Terbendungnya aliran darah menghambat darah yang kaya oksigen mencapai bagian otot jantung yang disuplai oleh arteri tersebut. Kurangnya oksigen akan merusak otot jantung. Jika sumbatan itu tidak ditangani dengan cepat, otot jantung ang rusak itu akan mulai mati. Selain disebabkan oleh terbentuknya sumbatan oleh plaque ternyata infark juga bisa terjadi pada orang dengan arteri koroner normal (5%). Diasumsikan bahwa spasme arteri koroner berperan dalam beberapa kasus ini
Spasme yang terjadi bisa dipicu oleh beberapa hal antara lain: mengkonsumsi obat-obatan tertentu; stress emosional; merokok;  dan paparan suhu dingin yang ekstrim Spasme bisa terjadi pada pembuluh darah yang mengalami aterosklerotik sehingga bisa menimbulkan oklusi kritis sehingga bisa menimbulkan infark jika terlambat dalam penangananya. Letak infark ditentukan juga oleh letak sumbatan arteri koroner yang mensuplai darah ke jantung. Terdapat dua arteri koroner besar yaitu arteri koroner kanan dan kiri. Kemudian arteri koroner kiri bercabang menjadi dua yaitu Desenden Anterior dan arteri sirkumpeks kiri. Arteri koronaria Desenden Anterior kiri berjalan melalui bawah anterior dinding ke arah afeks jantung. Bagian ini menyuplai aliran dua pertiga dari septum intraventrikel, sebagaian besar apeks, dan ventrikel kiri anterior. Sedangkan cabang sirkumpleks kiri berjalan dari koroner kiri kearah dinding lateral kiri  dan ventrikel kiri. Daerah yang disuplai meliputi atrium kiri, seluruh dinding posterior, dan sepertiga septum intraventrikel posterior.Selanjutnya arteri koroner kanan berjalan dari aorta sisi kanan arteri pulmonal kearah dinding lateral kanan sampai ke posterior jantung. Bagian jantung yang disuplai meliputi: atrium kanan, ventrikel kanan, nodus SA, nodus AV, septum interventrikel posterior superior, bagian atrium kiri, dan permukaan diafragmatik ventrikel kiri.  Berdasarkan hal diatas maka dapat diketahui jika infark anterior kemungkinan disebabkan gangguan pada cabang desenden anterior kiri, sedangkan infark inferior bisa disebabkan oleh lesi pada arteri koroner kanan. Berdasarkan ketebalan dinding otot jantung yang terkena maka infark bisa dibedakan menjadi infark transmural dan subendokardial. Kerusakan pada seluruh lapisan miokardiom disebut infark transmural, sedangkan jika hanya mengenai lapisan bagian dalam saja disebut infark subendokardial. Infark miokardium akan mengurangi fungsi ventrikel karena otot yang nekrosis akan kehilangan daya kotraksinya begitupun otot yang mengalami iskemi (disekeliling daerah infark).

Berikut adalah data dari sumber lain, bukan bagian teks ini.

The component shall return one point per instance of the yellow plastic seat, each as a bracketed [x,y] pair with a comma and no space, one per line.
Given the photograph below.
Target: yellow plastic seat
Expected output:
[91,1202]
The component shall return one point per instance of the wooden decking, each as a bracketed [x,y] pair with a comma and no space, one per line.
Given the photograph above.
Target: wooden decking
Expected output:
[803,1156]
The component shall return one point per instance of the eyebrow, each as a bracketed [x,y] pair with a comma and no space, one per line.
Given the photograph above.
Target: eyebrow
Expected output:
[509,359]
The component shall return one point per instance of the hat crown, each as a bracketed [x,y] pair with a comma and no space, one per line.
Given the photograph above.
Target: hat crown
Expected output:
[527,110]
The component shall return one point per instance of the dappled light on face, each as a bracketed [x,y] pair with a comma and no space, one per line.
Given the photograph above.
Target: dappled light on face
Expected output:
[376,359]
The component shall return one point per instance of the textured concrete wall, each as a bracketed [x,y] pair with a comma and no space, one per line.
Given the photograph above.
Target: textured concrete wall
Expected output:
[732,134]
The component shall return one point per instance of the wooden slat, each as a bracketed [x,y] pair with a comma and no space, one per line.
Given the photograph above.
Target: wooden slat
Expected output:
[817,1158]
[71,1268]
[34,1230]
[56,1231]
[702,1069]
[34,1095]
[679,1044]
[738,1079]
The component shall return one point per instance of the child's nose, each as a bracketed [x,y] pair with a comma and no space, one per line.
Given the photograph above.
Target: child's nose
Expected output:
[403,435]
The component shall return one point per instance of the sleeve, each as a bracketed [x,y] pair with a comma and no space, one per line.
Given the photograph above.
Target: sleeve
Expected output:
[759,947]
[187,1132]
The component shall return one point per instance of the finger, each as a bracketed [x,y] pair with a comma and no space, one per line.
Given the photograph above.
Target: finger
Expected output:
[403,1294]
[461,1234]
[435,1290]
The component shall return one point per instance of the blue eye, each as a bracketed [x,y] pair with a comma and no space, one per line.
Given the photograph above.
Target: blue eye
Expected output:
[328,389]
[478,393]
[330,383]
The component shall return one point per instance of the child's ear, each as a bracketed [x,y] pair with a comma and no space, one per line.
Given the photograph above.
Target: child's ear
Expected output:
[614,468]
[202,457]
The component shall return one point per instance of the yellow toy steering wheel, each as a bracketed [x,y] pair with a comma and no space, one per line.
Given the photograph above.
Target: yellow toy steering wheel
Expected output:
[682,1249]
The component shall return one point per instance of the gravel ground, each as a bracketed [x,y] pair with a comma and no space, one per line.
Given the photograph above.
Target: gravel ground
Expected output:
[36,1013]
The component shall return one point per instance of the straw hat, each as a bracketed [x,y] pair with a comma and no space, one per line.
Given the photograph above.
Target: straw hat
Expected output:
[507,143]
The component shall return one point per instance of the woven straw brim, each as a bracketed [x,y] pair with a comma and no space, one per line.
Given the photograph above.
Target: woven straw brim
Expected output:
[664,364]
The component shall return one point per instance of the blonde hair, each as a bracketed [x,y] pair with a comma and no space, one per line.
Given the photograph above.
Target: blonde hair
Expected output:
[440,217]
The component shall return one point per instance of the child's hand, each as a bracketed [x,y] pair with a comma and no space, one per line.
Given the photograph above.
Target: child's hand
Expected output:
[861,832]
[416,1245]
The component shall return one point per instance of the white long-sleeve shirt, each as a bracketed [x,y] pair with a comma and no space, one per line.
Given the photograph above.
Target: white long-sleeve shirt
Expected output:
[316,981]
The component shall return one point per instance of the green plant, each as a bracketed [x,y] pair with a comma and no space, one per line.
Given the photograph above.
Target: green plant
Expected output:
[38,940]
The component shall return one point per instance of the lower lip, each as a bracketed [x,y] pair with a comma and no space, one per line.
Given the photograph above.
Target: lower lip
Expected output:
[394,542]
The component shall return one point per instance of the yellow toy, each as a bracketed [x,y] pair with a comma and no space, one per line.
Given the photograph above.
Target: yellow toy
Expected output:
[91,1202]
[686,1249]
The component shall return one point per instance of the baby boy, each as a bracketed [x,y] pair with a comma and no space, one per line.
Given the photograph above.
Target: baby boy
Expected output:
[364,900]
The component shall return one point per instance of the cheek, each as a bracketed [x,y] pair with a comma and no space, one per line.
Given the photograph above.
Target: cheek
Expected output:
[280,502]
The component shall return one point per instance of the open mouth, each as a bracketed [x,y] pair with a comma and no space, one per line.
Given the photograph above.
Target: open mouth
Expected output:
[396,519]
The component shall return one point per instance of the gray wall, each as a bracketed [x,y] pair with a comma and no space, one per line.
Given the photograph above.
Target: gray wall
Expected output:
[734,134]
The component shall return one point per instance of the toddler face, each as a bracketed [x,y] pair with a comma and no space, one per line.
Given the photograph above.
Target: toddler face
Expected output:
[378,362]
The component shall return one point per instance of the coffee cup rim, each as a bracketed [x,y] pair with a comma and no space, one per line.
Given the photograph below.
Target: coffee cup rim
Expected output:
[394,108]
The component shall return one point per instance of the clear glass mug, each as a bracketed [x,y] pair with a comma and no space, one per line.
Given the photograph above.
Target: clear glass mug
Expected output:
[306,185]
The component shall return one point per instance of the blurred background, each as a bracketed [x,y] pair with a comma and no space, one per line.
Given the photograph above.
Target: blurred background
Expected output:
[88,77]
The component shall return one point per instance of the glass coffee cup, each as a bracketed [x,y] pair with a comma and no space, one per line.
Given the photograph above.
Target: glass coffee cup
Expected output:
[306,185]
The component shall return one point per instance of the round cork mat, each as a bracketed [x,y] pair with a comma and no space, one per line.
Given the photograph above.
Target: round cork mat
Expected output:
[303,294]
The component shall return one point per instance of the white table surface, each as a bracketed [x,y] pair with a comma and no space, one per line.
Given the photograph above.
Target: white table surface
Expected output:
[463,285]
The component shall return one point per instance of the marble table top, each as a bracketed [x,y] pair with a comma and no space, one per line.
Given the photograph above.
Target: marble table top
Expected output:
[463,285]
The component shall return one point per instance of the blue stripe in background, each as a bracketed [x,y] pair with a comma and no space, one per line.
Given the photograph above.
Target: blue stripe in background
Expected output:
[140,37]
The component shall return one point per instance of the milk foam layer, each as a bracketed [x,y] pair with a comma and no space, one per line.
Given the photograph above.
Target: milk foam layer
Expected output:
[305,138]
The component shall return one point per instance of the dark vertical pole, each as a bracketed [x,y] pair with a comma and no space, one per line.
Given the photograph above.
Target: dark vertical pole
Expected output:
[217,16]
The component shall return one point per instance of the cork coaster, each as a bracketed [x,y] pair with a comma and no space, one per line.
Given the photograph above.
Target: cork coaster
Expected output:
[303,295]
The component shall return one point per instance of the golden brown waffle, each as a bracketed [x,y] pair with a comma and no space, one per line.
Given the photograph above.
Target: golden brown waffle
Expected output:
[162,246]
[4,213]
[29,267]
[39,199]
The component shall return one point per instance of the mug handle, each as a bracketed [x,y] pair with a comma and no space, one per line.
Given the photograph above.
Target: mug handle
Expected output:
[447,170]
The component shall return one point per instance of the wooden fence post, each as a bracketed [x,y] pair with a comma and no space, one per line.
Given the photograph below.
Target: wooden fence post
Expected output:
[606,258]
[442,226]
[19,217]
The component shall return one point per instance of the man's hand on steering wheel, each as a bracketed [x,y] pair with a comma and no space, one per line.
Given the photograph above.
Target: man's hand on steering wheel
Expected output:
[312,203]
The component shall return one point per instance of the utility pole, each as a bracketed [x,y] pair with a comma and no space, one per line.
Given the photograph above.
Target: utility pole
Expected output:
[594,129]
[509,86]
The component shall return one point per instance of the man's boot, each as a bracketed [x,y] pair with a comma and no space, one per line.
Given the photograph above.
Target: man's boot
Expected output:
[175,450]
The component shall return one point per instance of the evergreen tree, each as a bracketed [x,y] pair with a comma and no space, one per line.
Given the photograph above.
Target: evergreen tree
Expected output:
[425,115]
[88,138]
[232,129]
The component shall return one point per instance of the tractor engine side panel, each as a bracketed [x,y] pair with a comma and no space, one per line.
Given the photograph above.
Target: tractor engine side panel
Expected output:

Secara fungsional infark miokardium menyebabkan perubahan-perubahan sebagai berikut: Daya kontraksi menurun; Gerakan dinding abnormal (daerah yang terkena infark akan menonjol keluar saat yang lain melakukan kontraksi); Perubahan daya kembang dinding ventrikel; Penurunan volume sekuncup; Penurunan fraksi ejeksi. Gangguan fungsional yang terjadi tergantung pada beberapa factor dibawah ini: Ukuran infark à jika mencapai 40% bisa menyebabkan syok kardiogenik; Lokasi Infark àdinding anterior mengurangi fungsi mekanik jantung lebih besar dibandingkan jika terjadi pada bagian inferior; Sirkulasi kolateral à berkembang sebagai respon terhadap iskemi kronik dan hiperferfusi regional untuk memperbaiki aliran darah yang menuju miokardium. Sehingga semakin banyak sirkulasi kolateral, maka gangguan yang terjadi minimal;      Mekanisme kompensasi à bertujuan untuk mempertahankan curah jantung dan perfusi perifer. Gangguan akan mulai terasa ketika mekanisme kompensasi jantung tidak berfungsi dengan baik.

E.     Manifestasi Klinis
Tidak semua serangan mulai secara tiba-tiba disertai nyeri yang sangat parah seperti yang sering kita lihat pada tayangan TV atau sinema. Tanda dan gejala dari serangan jantung tiap orang tidak sama. Banyak serangan jantung berjalan lambat sebagai nyeri ringan atau perasaan tidak nyaman. Bahkan beberapa orang tanpa gejala sedikitpun (dinamakan silent heart attack). Akan tetapi pada umumnya serangan AMI ini ditandai oleh beberapa hal berikut
1.      Nyeri Dada
Mayoritas pasien AMI (90%) datang dengan keluhan  nyeri dada. Perbedaan dengan nyeri pada angina adalah nyer pada AMI lebih panjang yaitu minimal 30 menit, sedangkan pada angina kurang dari itu. Disamping itu pada angina biasanya nyeri akan hilang dengan istirahat akan tetapi pada infark tidak.Nyeri dan rasa tertekan pada dada itu bisa disertai dengan keluarnya keringat dingin atau perasaan takut. Meskipun AMI memiliki ciri nyeri yang khas yaitu menjalar ke lengan kiri, bahu, leher sampai ke epigastrium, akan tetapi pada orang tertentu nyeri yang terasa hanya sedikit. Hal tersebut biasanya terjadi pada manula, atau penderita DM berkaitan dengan neuropathy. gambaran klinis bisa bervariasi dari pasien yang datang untuk melakukan pemeriksaan rutin, sampai pada pasien yang merasa nyeri di substernal yang hebat dan secara cepat berkembang menjadi syok dan oedem pulmonal, dan ada pula pasien yang baru saja tampak sehat lalu tiba-tiba meninggal.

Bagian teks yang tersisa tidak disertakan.